Después del largo camino, casi tres horas de caminata, llegaron a Emaús. El compañero de viaje parecía que quería continuar la marcha, pero ya comenzaba la noche, y era mejor estar bajo techo y en refugio. La buena práctica de los preceptos religiosos obligaba a ofrecer hospitalidad al caer la noche, y la buena educación mandaba rechazarla en primera instancia, obligando así al anfitrión a insistir con fuerza, hasta que el invitado aceptaba el ofrecimiento. Esa escena se representó en aquel momento y, al final, el caminante compartió con ellos refugio y mesa. Como invitado de honor, le pedirían que realizara el ritual de bendecir y partir el pan. No sabemos qué paso, si acaso realizó algún gesto que solo el Maestro y sus discípulos podían conocer, o si utilizó una fórmula de bendición que ya antes usara Jesús... no sabemos cómo ocurrió, pero sí sabemos qué ocurrió: reconocieron en aquel que compartió con ellos el camino a su Maestro, al llorado Jesús. Y todo fue distinto a partir de entonces. Donde había tristeza, ahora hay alegría incontenible, donde había decepción ahora hay esperanza renovada. Y aquellos dos discípulos, sin importarles ahora la oscuridad de la noche, ni el cansancio del camino ya recorrido, volvieron a Jerusalén de manera inmediata. No podían esperarse a la mañana siguiente para compartir su alegría y su euforia: Jesús vive; lo contado por las mujeres era verdad, por increíble que sonara. ¡¡Jesús vive!!. Y todo pasó en ese camino, donde Cleofás y su compañero sin nombre se encontraron con que la realidad que hay que aceptar no siempre es la que creemos haber visto, sino la que somos capaces de esperar.

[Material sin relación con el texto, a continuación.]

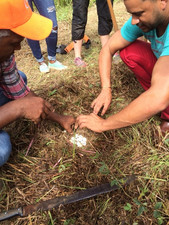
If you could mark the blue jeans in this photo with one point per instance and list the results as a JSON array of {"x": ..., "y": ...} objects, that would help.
[
  {"x": 5, "y": 143},
  {"x": 46, "y": 8}
]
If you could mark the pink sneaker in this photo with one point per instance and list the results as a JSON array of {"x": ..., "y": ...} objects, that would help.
[{"x": 79, "y": 62}]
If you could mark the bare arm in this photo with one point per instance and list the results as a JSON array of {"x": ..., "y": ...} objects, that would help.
[
  {"x": 30, "y": 107},
  {"x": 115, "y": 43},
  {"x": 152, "y": 101}
]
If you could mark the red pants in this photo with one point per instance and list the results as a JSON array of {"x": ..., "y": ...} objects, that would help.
[{"x": 141, "y": 60}]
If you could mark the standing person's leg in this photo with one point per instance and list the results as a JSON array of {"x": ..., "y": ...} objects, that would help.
[
  {"x": 36, "y": 49},
  {"x": 105, "y": 24},
  {"x": 5, "y": 147},
  {"x": 134, "y": 57},
  {"x": 79, "y": 20},
  {"x": 47, "y": 8},
  {"x": 5, "y": 143}
]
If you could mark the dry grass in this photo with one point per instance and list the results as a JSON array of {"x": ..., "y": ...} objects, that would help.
[{"x": 52, "y": 167}]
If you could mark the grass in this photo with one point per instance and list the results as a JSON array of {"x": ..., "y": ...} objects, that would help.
[{"x": 54, "y": 168}]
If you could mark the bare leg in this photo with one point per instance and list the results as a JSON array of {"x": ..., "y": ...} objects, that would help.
[
  {"x": 78, "y": 48},
  {"x": 104, "y": 39}
]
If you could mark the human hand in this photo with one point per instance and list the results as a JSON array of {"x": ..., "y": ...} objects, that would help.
[
  {"x": 91, "y": 121},
  {"x": 103, "y": 100},
  {"x": 35, "y": 108}
]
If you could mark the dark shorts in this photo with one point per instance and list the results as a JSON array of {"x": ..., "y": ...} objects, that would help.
[{"x": 79, "y": 20}]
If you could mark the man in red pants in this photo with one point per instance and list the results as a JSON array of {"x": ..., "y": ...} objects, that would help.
[{"x": 149, "y": 62}]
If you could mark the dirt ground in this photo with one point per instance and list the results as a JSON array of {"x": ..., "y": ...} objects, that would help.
[{"x": 45, "y": 165}]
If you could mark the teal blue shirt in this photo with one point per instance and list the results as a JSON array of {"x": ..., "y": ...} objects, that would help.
[{"x": 159, "y": 45}]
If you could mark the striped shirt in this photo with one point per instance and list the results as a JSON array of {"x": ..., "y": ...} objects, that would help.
[{"x": 11, "y": 83}]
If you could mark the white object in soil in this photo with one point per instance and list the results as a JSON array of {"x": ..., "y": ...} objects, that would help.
[{"x": 78, "y": 140}]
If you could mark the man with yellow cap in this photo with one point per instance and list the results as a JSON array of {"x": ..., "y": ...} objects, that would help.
[{"x": 16, "y": 22}]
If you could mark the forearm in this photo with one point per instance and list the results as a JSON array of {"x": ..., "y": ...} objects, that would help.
[
  {"x": 137, "y": 111},
  {"x": 9, "y": 113}
]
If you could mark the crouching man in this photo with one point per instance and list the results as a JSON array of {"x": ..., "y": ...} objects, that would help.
[{"x": 16, "y": 100}]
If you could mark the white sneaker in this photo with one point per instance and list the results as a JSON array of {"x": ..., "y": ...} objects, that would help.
[
  {"x": 44, "y": 68},
  {"x": 57, "y": 66}
]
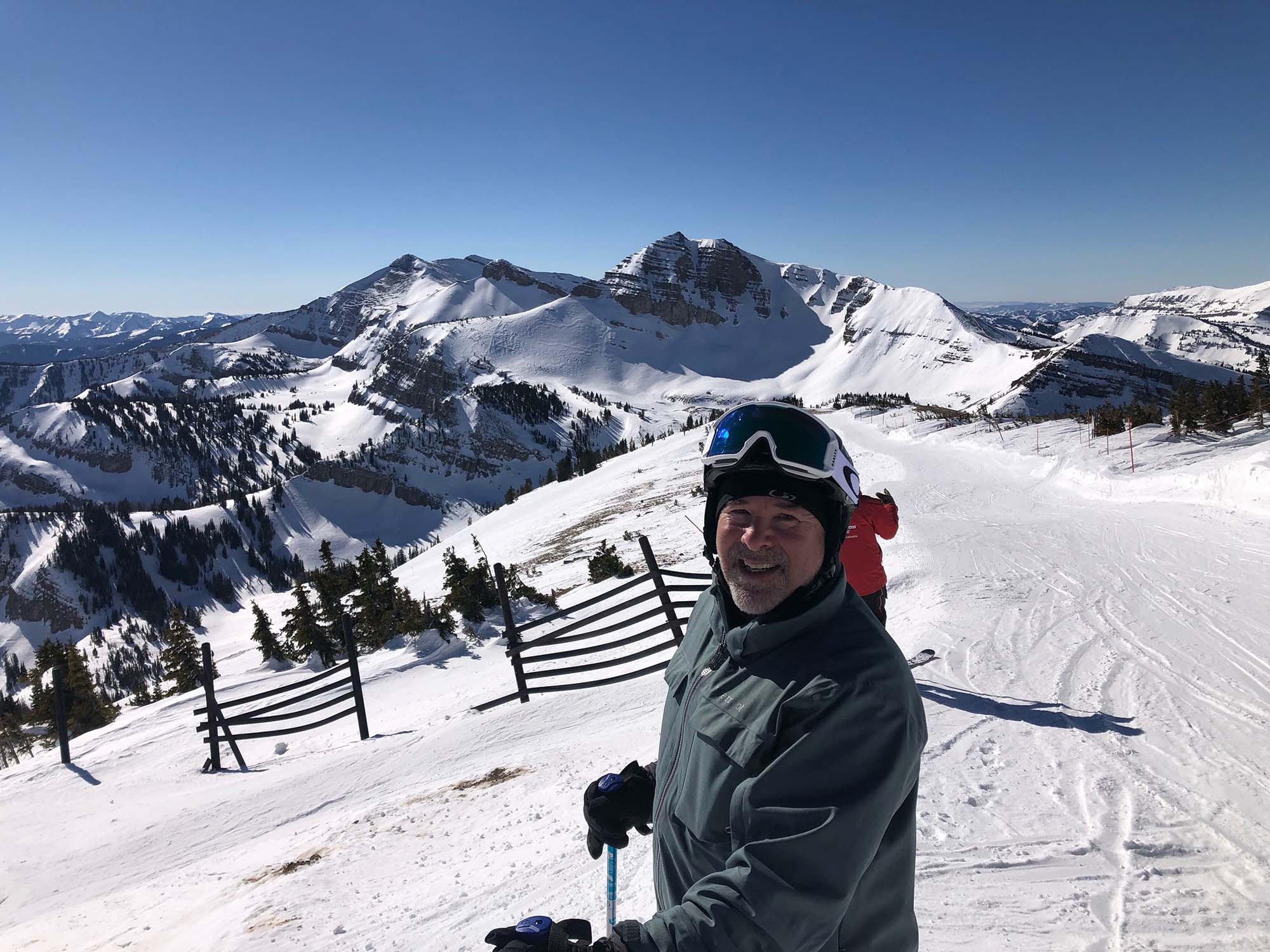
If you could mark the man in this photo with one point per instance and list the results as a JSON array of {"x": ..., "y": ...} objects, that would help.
[
  {"x": 877, "y": 517},
  {"x": 783, "y": 805}
]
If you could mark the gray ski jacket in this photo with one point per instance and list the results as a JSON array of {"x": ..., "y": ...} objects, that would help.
[{"x": 787, "y": 786}]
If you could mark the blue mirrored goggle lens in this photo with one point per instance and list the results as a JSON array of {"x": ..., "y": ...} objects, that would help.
[{"x": 799, "y": 439}]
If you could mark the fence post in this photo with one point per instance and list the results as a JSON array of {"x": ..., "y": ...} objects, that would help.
[
  {"x": 647, "y": 548},
  {"x": 214, "y": 743},
  {"x": 514, "y": 637},
  {"x": 356, "y": 676},
  {"x": 60, "y": 715}
]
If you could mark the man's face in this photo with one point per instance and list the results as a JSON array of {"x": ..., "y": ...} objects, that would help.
[{"x": 768, "y": 549}]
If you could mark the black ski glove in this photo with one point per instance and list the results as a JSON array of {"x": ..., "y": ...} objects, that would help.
[
  {"x": 540, "y": 935},
  {"x": 617, "y": 803}
]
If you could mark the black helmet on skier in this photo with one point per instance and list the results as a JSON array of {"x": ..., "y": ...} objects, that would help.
[{"x": 773, "y": 449}]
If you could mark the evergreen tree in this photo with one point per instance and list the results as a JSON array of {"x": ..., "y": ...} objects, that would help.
[
  {"x": 1213, "y": 406},
  {"x": 1236, "y": 400},
  {"x": 469, "y": 590},
  {"x": 13, "y": 739},
  {"x": 331, "y": 611},
  {"x": 1186, "y": 406},
  {"x": 86, "y": 708},
  {"x": 327, "y": 557},
  {"x": 374, "y": 600},
  {"x": 265, "y": 639},
  {"x": 182, "y": 659},
  {"x": 303, "y": 630},
  {"x": 606, "y": 564}
]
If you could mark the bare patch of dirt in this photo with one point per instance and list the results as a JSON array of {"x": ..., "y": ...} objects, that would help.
[
  {"x": 286, "y": 869},
  {"x": 500, "y": 775}
]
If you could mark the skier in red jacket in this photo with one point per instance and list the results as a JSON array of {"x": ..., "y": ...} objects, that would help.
[{"x": 862, "y": 555}]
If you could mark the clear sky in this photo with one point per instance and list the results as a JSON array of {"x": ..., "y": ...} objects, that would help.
[{"x": 180, "y": 158}]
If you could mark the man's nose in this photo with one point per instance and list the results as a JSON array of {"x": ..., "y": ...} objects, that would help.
[{"x": 758, "y": 535}]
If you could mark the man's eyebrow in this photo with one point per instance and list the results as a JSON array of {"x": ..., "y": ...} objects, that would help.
[{"x": 784, "y": 503}]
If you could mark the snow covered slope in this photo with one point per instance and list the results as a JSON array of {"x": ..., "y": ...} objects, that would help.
[
  {"x": 1212, "y": 326},
  {"x": 1100, "y": 369},
  {"x": 1086, "y": 786}
]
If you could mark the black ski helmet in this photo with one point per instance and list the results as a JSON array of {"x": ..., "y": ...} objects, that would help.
[{"x": 834, "y": 493}]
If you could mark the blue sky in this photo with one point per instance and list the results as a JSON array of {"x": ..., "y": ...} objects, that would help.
[{"x": 178, "y": 158}]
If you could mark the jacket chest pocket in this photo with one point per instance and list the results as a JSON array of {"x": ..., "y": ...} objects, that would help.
[{"x": 722, "y": 753}]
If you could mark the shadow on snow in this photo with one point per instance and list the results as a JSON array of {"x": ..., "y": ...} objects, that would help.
[{"x": 1041, "y": 714}]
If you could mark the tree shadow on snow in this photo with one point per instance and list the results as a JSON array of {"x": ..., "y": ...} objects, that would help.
[
  {"x": 84, "y": 775},
  {"x": 1041, "y": 714}
]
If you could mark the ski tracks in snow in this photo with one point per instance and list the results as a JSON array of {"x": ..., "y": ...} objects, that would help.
[{"x": 1097, "y": 777}]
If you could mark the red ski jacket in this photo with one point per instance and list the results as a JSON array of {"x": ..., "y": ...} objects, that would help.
[{"x": 860, "y": 553}]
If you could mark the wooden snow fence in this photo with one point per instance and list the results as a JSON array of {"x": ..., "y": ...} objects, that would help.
[
  {"x": 652, "y": 607},
  {"x": 331, "y": 691}
]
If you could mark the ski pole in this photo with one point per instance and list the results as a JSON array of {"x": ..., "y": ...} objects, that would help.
[{"x": 612, "y": 888}]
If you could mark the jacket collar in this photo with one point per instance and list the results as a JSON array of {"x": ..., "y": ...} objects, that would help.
[{"x": 760, "y": 635}]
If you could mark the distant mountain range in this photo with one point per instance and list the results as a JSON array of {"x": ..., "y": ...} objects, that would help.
[
  {"x": 425, "y": 394},
  {"x": 27, "y": 338}
]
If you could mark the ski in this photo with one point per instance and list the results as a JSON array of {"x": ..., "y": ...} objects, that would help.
[{"x": 921, "y": 658}]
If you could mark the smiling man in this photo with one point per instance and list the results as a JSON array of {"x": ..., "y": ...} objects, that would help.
[{"x": 783, "y": 805}]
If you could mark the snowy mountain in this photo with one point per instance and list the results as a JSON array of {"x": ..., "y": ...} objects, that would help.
[
  {"x": 1225, "y": 327},
  {"x": 1086, "y": 784},
  {"x": 1041, "y": 317},
  {"x": 429, "y": 394},
  {"x": 27, "y": 338}
]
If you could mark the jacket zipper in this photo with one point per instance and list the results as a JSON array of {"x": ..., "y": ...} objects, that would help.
[{"x": 675, "y": 762}]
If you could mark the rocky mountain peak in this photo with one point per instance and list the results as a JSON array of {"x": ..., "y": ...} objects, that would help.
[
  {"x": 408, "y": 263},
  {"x": 685, "y": 282}
]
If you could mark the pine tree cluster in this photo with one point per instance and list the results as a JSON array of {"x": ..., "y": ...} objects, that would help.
[
  {"x": 1111, "y": 418},
  {"x": 605, "y": 564},
  {"x": 86, "y": 705},
  {"x": 1215, "y": 407}
]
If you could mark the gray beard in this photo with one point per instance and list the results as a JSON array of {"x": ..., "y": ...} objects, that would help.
[{"x": 755, "y": 595}]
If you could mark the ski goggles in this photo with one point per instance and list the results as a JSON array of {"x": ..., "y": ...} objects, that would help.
[{"x": 799, "y": 445}]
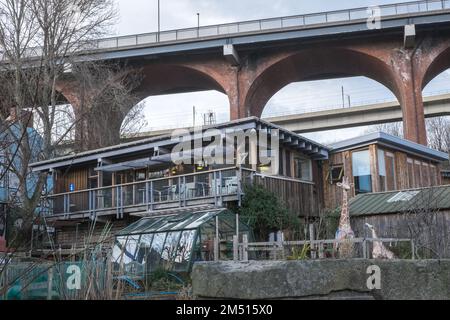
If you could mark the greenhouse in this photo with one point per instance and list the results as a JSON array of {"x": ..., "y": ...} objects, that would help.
[{"x": 174, "y": 243}]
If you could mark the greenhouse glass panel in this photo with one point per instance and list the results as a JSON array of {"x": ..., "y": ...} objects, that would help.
[
  {"x": 154, "y": 257},
  {"x": 170, "y": 248},
  {"x": 145, "y": 246},
  {"x": 125, "y": 249},
  {"x": 184, "y": 251},
  {"x": 176, "y": 242}
]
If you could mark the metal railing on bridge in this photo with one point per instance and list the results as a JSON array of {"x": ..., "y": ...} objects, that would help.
[
  {"x": 209, "y": 187},
  {"x": 297, "y": 21},
  {"x": 257, "y": 26}
]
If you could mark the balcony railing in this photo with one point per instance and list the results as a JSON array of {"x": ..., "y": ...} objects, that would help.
[
  {"x": 211, "y": 187},
  {"x": 297, "y": 21},
  {"x": 254, "y": 26}
]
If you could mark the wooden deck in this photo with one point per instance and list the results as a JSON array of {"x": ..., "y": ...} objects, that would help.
[{"x": 158, "y": 196}]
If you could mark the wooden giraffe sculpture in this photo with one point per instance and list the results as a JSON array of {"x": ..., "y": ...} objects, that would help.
[
  {"x": 345, "y": 230},
  {"x": 379, "y": 250}
]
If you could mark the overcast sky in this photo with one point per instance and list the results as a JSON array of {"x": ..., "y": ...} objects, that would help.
[{"x": 140, "y": 16}]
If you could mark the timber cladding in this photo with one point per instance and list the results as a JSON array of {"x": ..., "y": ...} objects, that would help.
[
  {"x": 82, "y": 235},
  {"x": 432, "y": 234},
  {"x": 402, "y": 171},
  {"x": 300, "y": 198}
]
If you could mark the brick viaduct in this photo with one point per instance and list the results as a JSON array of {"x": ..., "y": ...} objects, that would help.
[{"x": 264, "y": 70}]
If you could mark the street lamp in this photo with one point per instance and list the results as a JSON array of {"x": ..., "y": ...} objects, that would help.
[
  {"x": 159, "y": 20},
  {"x": 198, "y": 24}
]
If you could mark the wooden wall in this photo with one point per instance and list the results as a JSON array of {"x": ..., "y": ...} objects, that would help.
[
  {"x": 422, "y": 173},
  {"x": 300, "y": 198},
  {"x": 397, "y": 226},
  {"x": 69, "y": 236}
]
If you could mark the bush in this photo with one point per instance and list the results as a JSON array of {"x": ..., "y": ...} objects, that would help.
[{"x": 265, "y": 213}]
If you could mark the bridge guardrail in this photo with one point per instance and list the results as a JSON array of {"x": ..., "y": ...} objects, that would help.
[
  {"x": 261, "y": 25},
  {"x": 297, "y": 21}
]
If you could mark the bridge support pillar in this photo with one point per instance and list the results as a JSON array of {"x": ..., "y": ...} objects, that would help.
[
  {"x": 414, "y": 116},
  {"x": 411, "y": 99}
]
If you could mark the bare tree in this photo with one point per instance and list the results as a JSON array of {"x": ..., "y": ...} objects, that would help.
[
  {"x": 394, "y": 128},
  {"x": 38, "y": 38},
  {"x": 105, "y": 92},
  {"x": 438, "y": 130},
  {"x": 423, "y": 221}
]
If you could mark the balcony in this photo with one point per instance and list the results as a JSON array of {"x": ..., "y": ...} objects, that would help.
[{"x": 151, "y": 197}]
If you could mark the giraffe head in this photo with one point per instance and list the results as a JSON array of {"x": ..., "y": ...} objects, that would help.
[
  {"x": 370, "y": 227},
  {"x": 345, "y": 184}
]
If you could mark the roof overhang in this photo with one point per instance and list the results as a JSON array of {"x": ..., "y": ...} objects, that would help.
[
  {"x": 293, "y": 140},
  {"x": 390, "y": 141}
]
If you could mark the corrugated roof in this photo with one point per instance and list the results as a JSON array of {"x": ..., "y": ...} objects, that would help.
[
  {"x": 183, "y": 221},
  {"x": 401, "y": 201},
  {"x": 166, "y": 140},
  {"x": 391, "y": 141}
]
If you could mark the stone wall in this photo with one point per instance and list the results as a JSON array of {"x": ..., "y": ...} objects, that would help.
[{"x": 322, "y": 279}]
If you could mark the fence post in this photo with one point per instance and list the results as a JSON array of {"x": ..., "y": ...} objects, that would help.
[
  {"x": 365, "y": 249},
  {"x": 280, "y": 246},
  {"x": 235, "y": 248},
  {"x": 216, "y": 241},
  {"x": 245, "y": 248},
  {"x": 321, "y": 255},
  {"x": 312, "y": 238},
  {"x": 50, "y": 284}
]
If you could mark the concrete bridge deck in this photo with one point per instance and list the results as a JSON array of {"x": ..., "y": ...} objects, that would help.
[{"x": 434, "y": 106}]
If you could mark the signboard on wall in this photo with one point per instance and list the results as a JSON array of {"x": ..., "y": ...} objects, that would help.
[
  {"x": 2, "y": 227},
  {"x": 2, "y": 220}
]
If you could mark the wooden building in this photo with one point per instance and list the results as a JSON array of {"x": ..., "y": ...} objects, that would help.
[
  {"x": 379, "y": 162},
  {"x": 167, "y": 175},
  {"x": 3, "y": 209},
  {"x": 422, "y": 215}
]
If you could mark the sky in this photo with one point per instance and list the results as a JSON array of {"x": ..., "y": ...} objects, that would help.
[{"x": 140, "y": 16}]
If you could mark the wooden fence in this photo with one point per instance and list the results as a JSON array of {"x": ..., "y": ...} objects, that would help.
[{"x": 317, "y": 249}]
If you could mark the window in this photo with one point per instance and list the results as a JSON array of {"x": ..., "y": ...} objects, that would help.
[
  {"x": 288, "y": 172},
  {"x": 425, "y": 175},
  {"x": 141, "y": 175},
  {"x": 417, "y": 174},
  {"x": 411, "y": 183},
  {"x": 382, "y": 170},
  {"x": 390, "y": 172},
  {"x": 433, "y": 175},
  {"x": 337, "y": 172},
  {"x": 361, "y": 171},
  {"x": 403, "y": 196},
  {"x": 302, "y": 167}
]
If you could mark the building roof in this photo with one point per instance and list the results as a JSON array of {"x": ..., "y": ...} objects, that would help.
[
  {"x": 315, "y": 149},
  {"x": 391, "y": 141},
  {"x": 434, "y": 198}
]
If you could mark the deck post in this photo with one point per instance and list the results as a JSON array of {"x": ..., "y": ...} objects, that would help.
[
  {"x": 50, "y": 284},
  {"x": 216, "y": 241},
  {"x": 312, "y": 241},
  {"x": 245, "y": 248},
  {"x": 280, "y": 245},
  {"x": 235, "y": 248},
  {"x": 152, "y": 196},
  {"x": 147, "y": 190},
  {"x": 237, "y": 225},
  {"x": 239, "y": 186},
  {"x": 215, "y": 188},
  {"x": 365, "y": 249}
]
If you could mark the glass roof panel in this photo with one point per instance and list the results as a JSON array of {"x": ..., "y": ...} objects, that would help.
[{"x": 182, "y": 221}]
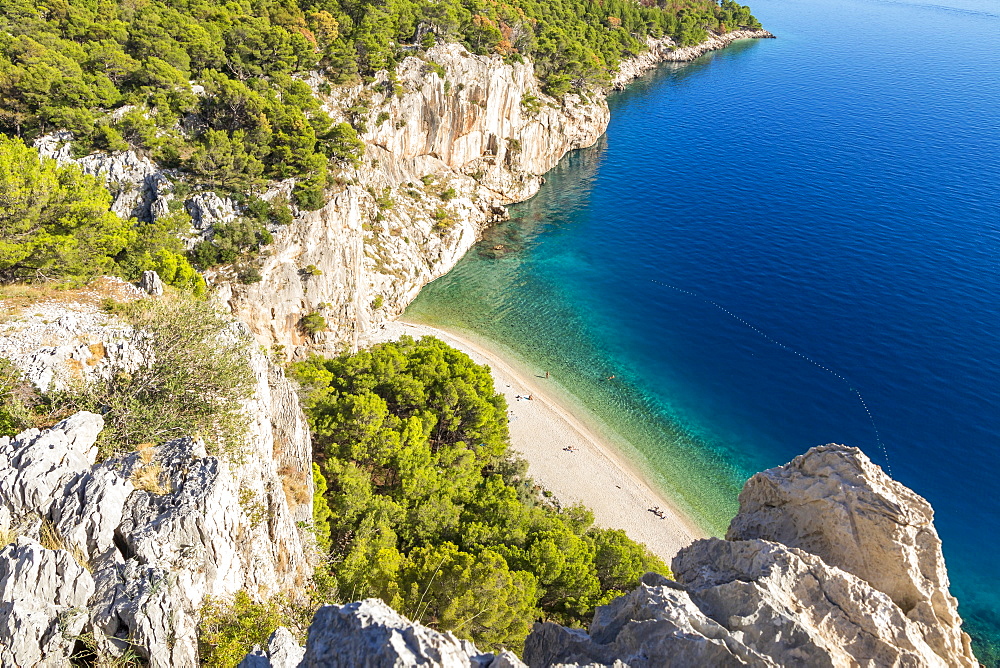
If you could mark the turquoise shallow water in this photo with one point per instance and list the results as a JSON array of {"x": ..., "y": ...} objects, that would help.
[{"x": 790, "y": 242}]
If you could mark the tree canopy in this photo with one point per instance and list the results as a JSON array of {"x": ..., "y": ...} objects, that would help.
[
  {"x": 55, "y": 222},
  {"x": 425, "y": 507},
  {"x": 66, "y": 65}
]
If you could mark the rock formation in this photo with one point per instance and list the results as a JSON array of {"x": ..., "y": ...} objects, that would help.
[
  {"x": 664, "y": 50},
  {"x": 370, "y": 633},
  {"x": 735, "y": 602},
  {"x": 458, "y": 138},
  {"x": 484, "y": 130},
  {"x": 835, "y": 503},
  {"x": 828, "y": 563},
  {"x": 140, "y": 539}
]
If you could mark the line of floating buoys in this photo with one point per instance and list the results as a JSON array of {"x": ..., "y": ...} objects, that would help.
[{"x": 864, "y": 404}]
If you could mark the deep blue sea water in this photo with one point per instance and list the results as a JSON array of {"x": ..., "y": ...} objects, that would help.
[{"x": 836, "y": 191}]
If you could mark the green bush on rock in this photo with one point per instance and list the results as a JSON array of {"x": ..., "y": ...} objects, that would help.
[{"x": 429, "y": 511}]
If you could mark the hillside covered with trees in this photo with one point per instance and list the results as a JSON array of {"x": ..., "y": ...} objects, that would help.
[
  {"x": 216, "y": 88},
  {"x": 420, "y": 502}
]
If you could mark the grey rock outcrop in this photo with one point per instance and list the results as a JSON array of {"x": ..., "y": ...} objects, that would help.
[
  {"x": 43, "y": 599},
  {"x": 750, "y": 600},
  {"x": 136, "y": 183},
  {"x": 485, "y": 131},
  {"x": 36, "y": 465},
  {"x": 640, "y": 630},
  {"x": 165, "y": 527},
  {"x": 151, "y": 283},
  {"x": 835, "y": 503},
  {"x": 282, "y": 652},
  {"x": 207, "y": 209},
  {"x": 665, "y": 50},
  {"x": 370, "y": 633}
]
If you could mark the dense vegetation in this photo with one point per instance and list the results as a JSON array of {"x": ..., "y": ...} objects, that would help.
[
  {"x": 66, "y": 64},
  {"x": 193, "y": 380},
  {"x": 216, "y": 90},
  {"x": 55, "y": 223},
  {"x": 420, "y": 502}
]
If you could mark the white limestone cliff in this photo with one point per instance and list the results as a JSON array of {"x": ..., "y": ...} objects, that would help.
[
  {"x": 484, "y": 130},
  {"x": 155, "y": 531}
]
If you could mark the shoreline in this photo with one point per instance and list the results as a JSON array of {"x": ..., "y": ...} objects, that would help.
[
  {"x": 568, "y": 458},
  {"x": 663, "y": 50}
]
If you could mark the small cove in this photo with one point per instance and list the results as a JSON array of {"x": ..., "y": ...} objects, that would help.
[{"x": 835, "y": 188}]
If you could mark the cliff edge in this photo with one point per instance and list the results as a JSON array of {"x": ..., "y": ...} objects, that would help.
[{"x": 858, "y": 580}]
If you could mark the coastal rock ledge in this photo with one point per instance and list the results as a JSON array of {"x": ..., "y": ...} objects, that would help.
[{"x": 829, "y": 562}]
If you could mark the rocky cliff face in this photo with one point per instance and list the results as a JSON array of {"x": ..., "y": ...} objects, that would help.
[
  {"x": 483, "y": 129},
  {"x": 123, "y": 552},
  {"x": 458, "y": 138},
  {"x": 664, "y": 50},
  {"x": 857, "y": 580}
]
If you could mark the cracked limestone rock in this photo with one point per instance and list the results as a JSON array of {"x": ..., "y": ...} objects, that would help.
[
  {"x": 835, "y": 503},
  {"x": 282, "y": 652},
  {"x": 370, "y": 633},
  {"x": 43, "y": 599},
  {"x": 654, "y": 625}
]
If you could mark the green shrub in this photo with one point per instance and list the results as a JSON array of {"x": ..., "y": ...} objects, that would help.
[
  {"x": 228, "y": 630},
  {"x": 17, "y": 398},
  {"x": 54, "y": 220},
  {"x": 435, "y": 68},
  {"x": 250, "y": 276},
  {"x": 236, "y": 240},
  {"x": 428, "y": 510},
  {"x": 195, "y": 376}
]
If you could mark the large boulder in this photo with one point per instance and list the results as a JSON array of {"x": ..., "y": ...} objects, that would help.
[
  {"x": 654, "y": 625},
  {"x": 36, "y": 465},
  {"x": 370, "y": 633},
  {"x": 792, "y": 607},
  {"x": 835, "y": 503},
  {"x": 43, "y": 599},
  {"x": 828, "y": 563}
]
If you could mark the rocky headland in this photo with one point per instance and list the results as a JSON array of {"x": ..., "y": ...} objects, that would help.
[
  {"x": 459, "y": 137},
  {"x": 857, "y": 580},
  {"x": 829, "y": 562}
]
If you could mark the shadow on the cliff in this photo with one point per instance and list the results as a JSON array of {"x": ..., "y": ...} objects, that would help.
[
  {"x": 564, "y": 194},
  {"x": 680, "y": 73}
]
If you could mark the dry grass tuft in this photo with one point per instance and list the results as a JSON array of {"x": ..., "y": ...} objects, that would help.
[
  {"x": 51, "y": 539},
  {"x": 295, "y": 485},
  {"x": 146, "y": 452},
  {"x": 7, "y": 536},
  {"x": 149, "y": 479}
]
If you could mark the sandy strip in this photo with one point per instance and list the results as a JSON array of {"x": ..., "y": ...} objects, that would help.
[{"x": 567, "y": 458}]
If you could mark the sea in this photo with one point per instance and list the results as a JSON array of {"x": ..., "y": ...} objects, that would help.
[{"x": 786, "y": 243}]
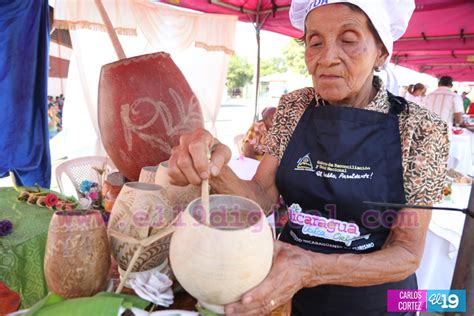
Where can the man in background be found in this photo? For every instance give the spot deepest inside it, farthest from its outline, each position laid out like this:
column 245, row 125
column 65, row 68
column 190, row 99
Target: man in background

¿Podemos imaginarnos algo similar?, ¿podemos acercarnos a lo que sintieron estos dos discípulos? Sí, claro que podemos. Podemos sentir lo mismo cuando descubrimos, como aquellos dos discípulos, que en realidad nunca hemos caminado solos, que el Jesús llorado siempre caminó con nosotros, que cuando nos hemos preguntado dónde está Dios, Dios estaba a nuestro lado, ofreciéndose sin imponerse, acompañando y escuchando, hablando y enseñando. Claro que podemos identificarnos con los dos discípulos, cuando descubrimos que ese camino de Emaús fue también nuestro camino de conversión, el camino que comenzó en la derrota y ha sido transformado en camino de victoria, el camino que se inicia en la decepción y nos conduce a la paz y serenidad.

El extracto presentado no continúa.